The rank, metallic taste of regurgitated blood was welling up in his throat along with his breakfast bread and wine as Berard flailed out with his good hand, batted the servants away, staggered to his feet. The flat carpet bucked and fought his feet treacherously, but he lurched to the tent flap and pushed outside. Close by, he knew, were the men, assembled and ready for the assault.

He was almost blind now, and he did not know whether his blood-filled throat would be able to shout, but he sucked air into his lungs and forced it out again:

“Fire the mines! Full assault! Straight up the middle!”

The ground tipped, and his useless arm flapped like the piece of dead meat that it was, He fought to stay on his feet, but his legs rebelled against him, and he spun in little circles like a crippled dog. He could hear shouts, cries of confusion. Were they giving up?

He tried to shout, to curse, to repeat his orders, but his words, drowned in his own blood, burbled and wheezed out in a crimson froth.

There was a roaring, then: a sudden blare of horns and hoofbeats and challenges. Berard managed to focus on a black banner streaming in the east wind. It was approaching him quickly, like the urgent herald of a King coming into his Kingdom, and though he could not see who bore it, his failing sight gave him a last, fading glimpse of what was on it: the figure of a standing knight lifting a sword against an attacking lion.

Aurverelle.

He stared, but the blood loss overwhelmed him then and left him in a sightless world. He felt the ground come up to meet him like a fist, felt his breath flutter to a stop, felt the fires of his wounds go cold. And all that penetrated the husk that he was, all that stirred it into a momentary recognition and remembrance of life and living before it slid into finality was the sound of a battle cry that rose from many throats as from one:

“Elthia!”

Chapter Thirty-two

Unfurling banners and pennants and shouting out their challenge, the forces commanded by Christopher and Paul swept down from the east and north, charging out of morning mist thick with the smoke of the forest fire, driving straight into the startled ranks of the free companies.

Spears hit their mark, striking deadly and centered upon steel carapaces.

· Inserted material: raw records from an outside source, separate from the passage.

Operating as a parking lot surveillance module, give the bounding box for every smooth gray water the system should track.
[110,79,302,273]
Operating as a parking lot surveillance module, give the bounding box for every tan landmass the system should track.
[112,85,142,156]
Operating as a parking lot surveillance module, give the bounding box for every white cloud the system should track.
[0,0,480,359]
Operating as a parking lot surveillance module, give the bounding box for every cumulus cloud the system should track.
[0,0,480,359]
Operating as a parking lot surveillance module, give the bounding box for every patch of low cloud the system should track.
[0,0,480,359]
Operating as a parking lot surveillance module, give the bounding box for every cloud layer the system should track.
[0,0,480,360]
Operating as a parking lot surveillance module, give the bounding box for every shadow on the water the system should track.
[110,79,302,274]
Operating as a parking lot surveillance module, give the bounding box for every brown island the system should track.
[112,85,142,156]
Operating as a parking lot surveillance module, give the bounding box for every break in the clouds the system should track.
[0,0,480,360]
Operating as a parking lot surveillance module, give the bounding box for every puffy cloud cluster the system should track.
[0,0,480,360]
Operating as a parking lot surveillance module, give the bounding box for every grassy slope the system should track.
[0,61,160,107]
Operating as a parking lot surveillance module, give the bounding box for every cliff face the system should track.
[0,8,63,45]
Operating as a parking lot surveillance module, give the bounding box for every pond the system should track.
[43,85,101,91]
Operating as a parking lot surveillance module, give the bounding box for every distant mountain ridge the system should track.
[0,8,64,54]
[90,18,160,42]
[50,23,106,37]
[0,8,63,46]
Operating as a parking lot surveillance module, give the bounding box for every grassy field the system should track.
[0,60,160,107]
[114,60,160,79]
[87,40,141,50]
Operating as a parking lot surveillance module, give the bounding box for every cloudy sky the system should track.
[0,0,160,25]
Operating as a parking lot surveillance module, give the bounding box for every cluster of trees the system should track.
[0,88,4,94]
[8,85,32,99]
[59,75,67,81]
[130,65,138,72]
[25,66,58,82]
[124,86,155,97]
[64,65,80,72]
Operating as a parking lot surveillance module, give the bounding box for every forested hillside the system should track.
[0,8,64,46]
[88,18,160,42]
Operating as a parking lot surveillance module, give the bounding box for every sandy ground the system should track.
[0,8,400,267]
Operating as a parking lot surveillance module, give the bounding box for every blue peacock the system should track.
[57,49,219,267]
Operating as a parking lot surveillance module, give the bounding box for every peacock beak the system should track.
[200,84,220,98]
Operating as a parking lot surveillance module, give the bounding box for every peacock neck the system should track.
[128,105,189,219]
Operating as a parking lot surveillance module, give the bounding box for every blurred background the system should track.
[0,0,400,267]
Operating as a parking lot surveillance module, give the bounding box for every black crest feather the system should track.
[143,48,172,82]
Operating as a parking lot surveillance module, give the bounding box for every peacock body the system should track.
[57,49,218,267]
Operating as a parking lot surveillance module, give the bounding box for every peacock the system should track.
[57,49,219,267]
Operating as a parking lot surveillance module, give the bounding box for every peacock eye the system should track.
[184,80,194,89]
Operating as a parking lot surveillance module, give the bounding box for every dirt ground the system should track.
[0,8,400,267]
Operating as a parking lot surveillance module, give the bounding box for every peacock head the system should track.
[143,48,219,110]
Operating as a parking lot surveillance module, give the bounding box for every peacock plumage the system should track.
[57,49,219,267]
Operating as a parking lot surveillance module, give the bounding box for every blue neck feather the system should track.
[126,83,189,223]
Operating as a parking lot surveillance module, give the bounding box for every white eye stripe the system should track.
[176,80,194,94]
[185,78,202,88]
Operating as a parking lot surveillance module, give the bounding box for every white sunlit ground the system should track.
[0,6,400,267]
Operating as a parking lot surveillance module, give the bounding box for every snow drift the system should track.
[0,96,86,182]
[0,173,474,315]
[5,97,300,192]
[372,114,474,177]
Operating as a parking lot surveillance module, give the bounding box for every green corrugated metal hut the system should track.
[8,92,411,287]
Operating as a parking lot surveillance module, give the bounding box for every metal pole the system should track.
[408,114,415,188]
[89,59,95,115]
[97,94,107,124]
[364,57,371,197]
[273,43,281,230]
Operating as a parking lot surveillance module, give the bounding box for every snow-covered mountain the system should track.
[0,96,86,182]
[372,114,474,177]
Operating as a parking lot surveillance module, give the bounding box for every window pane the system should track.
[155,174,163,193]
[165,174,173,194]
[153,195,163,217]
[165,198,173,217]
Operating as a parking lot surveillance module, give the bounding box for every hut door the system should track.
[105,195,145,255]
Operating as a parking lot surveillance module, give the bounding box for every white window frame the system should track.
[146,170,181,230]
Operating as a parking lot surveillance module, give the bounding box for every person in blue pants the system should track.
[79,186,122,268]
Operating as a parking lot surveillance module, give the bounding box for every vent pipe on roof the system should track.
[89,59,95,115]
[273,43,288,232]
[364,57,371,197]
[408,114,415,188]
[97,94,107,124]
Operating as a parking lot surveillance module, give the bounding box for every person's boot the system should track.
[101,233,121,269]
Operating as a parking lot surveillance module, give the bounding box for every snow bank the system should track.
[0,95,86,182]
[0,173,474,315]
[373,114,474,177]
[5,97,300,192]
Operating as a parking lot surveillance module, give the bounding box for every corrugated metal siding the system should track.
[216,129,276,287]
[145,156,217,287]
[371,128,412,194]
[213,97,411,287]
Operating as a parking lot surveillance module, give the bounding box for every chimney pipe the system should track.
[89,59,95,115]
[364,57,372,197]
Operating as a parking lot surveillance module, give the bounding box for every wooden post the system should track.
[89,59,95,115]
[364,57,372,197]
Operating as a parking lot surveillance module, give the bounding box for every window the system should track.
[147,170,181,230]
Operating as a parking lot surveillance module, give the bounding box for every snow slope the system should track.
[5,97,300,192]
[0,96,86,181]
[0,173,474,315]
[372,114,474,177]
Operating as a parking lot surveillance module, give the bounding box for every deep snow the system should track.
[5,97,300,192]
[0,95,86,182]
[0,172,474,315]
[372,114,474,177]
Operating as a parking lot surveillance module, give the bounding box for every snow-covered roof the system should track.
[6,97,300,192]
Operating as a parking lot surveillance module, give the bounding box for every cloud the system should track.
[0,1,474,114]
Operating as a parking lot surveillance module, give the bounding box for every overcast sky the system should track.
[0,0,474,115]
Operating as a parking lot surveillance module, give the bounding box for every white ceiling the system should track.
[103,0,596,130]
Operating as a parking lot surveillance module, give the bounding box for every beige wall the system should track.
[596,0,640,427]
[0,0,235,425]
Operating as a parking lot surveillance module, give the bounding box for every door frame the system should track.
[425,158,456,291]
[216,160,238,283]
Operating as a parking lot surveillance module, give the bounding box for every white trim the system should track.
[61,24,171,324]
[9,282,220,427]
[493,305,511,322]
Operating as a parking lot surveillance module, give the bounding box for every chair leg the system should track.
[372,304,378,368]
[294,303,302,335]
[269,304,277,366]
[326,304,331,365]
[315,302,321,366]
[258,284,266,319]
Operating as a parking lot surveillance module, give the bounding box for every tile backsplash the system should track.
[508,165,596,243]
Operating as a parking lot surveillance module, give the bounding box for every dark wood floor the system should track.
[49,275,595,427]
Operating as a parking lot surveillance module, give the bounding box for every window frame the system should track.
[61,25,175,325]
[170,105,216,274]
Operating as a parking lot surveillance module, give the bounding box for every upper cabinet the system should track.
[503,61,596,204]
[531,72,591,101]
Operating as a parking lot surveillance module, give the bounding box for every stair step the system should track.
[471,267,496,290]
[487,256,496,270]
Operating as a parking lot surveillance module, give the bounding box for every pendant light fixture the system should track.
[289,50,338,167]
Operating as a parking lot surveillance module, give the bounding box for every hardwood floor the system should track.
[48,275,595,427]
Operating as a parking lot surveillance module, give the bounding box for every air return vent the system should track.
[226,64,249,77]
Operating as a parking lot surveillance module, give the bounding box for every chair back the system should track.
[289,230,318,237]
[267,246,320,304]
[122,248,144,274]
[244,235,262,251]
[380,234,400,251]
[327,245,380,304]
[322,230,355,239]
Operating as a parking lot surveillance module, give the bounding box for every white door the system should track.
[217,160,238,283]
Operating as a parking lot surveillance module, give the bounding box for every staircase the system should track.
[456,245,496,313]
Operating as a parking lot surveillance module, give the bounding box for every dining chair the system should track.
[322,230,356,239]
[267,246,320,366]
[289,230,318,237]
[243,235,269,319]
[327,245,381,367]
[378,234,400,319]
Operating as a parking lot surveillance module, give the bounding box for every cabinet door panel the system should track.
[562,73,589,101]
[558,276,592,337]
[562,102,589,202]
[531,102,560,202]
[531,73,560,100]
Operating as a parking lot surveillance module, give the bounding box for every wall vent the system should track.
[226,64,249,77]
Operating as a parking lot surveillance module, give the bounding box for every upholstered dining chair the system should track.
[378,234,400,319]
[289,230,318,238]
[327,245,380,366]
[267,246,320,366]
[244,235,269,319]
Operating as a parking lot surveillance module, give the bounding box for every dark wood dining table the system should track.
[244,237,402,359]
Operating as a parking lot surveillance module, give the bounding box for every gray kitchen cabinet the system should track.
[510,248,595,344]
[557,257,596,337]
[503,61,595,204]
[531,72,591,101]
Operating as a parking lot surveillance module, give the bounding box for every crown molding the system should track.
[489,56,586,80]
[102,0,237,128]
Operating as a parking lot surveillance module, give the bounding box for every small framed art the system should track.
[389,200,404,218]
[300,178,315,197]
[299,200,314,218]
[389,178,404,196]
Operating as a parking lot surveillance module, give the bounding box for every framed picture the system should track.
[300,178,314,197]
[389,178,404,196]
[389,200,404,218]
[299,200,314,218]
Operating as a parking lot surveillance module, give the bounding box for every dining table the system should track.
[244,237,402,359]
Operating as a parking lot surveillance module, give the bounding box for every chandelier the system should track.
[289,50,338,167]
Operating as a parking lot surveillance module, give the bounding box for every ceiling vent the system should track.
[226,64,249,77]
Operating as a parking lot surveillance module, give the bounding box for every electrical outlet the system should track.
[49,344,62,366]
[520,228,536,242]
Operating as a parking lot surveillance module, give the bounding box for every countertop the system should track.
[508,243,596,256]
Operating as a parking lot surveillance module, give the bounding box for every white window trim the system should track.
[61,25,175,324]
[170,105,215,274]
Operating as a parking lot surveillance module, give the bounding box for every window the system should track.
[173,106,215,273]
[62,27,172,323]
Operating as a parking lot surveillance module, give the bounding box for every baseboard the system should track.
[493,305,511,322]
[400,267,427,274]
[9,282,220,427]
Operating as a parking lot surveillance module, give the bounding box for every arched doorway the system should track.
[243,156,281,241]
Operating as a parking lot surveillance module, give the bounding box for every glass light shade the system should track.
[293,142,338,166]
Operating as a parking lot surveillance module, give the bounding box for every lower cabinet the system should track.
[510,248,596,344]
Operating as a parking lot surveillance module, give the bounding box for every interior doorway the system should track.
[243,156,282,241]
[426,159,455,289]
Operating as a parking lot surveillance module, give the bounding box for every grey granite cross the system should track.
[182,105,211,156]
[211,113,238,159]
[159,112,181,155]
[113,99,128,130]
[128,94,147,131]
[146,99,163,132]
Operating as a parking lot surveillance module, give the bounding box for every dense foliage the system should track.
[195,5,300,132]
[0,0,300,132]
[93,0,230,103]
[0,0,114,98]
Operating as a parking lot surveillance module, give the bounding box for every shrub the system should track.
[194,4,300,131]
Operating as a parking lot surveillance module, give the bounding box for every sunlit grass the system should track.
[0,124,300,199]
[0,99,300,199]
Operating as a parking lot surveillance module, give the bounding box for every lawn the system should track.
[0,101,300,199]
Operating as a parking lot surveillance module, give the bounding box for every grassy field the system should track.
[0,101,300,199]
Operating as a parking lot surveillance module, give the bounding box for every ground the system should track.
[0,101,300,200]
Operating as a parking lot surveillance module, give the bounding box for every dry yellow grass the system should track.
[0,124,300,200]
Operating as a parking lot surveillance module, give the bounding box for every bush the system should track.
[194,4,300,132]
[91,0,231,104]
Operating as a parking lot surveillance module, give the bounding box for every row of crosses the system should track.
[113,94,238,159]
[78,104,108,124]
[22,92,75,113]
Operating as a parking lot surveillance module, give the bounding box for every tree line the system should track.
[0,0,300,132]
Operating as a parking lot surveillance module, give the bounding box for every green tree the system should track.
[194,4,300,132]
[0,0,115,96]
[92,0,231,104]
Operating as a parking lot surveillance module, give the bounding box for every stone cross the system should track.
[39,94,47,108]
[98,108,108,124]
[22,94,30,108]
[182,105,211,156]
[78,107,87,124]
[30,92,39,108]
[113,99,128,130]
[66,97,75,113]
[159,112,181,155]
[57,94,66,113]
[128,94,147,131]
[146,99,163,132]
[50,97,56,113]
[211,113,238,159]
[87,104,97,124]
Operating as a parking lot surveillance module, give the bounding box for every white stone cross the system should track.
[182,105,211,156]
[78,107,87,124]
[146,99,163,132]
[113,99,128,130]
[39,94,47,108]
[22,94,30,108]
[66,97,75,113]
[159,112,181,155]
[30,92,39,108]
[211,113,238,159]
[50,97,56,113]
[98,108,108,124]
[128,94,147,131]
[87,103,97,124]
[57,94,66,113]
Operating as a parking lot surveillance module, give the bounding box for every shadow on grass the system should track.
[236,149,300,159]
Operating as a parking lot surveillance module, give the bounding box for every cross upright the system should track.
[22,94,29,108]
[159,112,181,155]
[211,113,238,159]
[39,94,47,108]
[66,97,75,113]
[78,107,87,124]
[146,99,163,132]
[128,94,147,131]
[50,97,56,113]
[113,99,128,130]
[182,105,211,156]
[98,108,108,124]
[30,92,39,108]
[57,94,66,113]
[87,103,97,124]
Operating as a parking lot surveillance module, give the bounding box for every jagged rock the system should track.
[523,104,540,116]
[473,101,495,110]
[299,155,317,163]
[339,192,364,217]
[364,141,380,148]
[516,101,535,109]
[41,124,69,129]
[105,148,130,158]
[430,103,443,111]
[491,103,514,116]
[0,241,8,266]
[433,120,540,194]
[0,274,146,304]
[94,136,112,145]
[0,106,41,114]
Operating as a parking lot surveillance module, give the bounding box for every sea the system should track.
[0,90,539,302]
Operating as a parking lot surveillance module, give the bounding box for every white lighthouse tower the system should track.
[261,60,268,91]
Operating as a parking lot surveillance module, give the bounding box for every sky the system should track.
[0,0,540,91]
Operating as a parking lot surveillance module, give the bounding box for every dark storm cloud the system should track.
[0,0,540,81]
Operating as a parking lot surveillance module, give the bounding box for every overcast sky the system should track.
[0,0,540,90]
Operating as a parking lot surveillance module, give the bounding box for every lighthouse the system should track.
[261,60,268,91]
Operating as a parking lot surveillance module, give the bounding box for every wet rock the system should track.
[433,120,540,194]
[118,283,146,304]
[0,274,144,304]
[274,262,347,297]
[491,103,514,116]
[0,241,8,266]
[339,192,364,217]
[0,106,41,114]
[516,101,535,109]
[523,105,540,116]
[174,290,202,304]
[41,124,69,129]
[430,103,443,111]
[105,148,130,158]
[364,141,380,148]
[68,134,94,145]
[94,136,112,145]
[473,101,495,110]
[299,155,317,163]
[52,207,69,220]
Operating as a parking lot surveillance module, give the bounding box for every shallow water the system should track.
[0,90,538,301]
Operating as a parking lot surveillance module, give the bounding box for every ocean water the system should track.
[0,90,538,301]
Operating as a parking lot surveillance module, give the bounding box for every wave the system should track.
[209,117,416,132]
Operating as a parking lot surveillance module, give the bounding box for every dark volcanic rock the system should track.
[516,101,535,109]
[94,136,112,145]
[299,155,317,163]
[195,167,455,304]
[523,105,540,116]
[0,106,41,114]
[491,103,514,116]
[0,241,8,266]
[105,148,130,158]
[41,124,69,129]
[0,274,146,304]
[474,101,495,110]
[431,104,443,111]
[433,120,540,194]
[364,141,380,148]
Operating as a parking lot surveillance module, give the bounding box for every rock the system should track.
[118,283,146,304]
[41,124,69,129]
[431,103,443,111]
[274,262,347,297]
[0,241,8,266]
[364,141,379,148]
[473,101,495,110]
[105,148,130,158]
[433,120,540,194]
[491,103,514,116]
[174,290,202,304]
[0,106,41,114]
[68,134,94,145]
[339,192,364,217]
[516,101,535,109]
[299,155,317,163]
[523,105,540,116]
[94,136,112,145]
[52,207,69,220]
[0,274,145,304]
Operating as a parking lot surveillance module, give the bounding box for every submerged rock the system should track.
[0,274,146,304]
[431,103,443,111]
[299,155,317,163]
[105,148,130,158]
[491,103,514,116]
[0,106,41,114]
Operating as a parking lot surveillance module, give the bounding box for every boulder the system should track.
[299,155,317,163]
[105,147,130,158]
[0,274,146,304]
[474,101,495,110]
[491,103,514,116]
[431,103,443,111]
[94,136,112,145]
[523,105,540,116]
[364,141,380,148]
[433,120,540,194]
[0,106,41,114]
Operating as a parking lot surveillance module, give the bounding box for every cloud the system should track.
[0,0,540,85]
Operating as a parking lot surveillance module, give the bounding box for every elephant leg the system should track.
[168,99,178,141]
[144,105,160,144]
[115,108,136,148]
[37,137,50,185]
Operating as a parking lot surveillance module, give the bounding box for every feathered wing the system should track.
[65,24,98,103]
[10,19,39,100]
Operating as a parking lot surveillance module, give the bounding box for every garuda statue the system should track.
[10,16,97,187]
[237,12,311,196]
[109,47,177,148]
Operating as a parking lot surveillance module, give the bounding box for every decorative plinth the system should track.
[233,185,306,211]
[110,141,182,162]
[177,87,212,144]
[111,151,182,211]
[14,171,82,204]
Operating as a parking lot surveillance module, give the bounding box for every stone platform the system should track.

Horses reared, lashing out with their hooves, pummeling and battering the archers before they had a chance to nock an arrow. Axes and maces and swords lifted and fell . . . and Berard's men fell beneath them.

But even in the midst of the initial charge, Christopher had realized that there was a strange sense of indecision and hesitancy about Berard's men. Some had been arguing, shouting, gesticulating animatedly. Servants had been running in and out of Berard's tent. A few groups of soldiers had appeared to be actually walking away.

It was too good to be true, and to Christopher's utter surprise and shock, it remained too good to be true. The forces of the Aurverelle alliance met with startled faces, a complete lack of morale . . . and little else. They plowed and furrowed the human field with which they were presented and left behind a scattered mass of panic.

Dismounted for the assault, hemmed in by the village and the forest, Berard's men had no chance whatsoever to fight before they were ridden down, hacked, spitted, and crushed. Christopher, resplendent in the golden armor he had taken from the Shrinerock armory, found himself surrounded by men who were not so much running or fighting as floundering like so many stranded fish. The outcome of a battle, it was said, could be determined by the loosing of the sixth arrow, but here there were no arrows—the archers had been among the first to go down—and the outcome, it seemed, had been determined even before the charge.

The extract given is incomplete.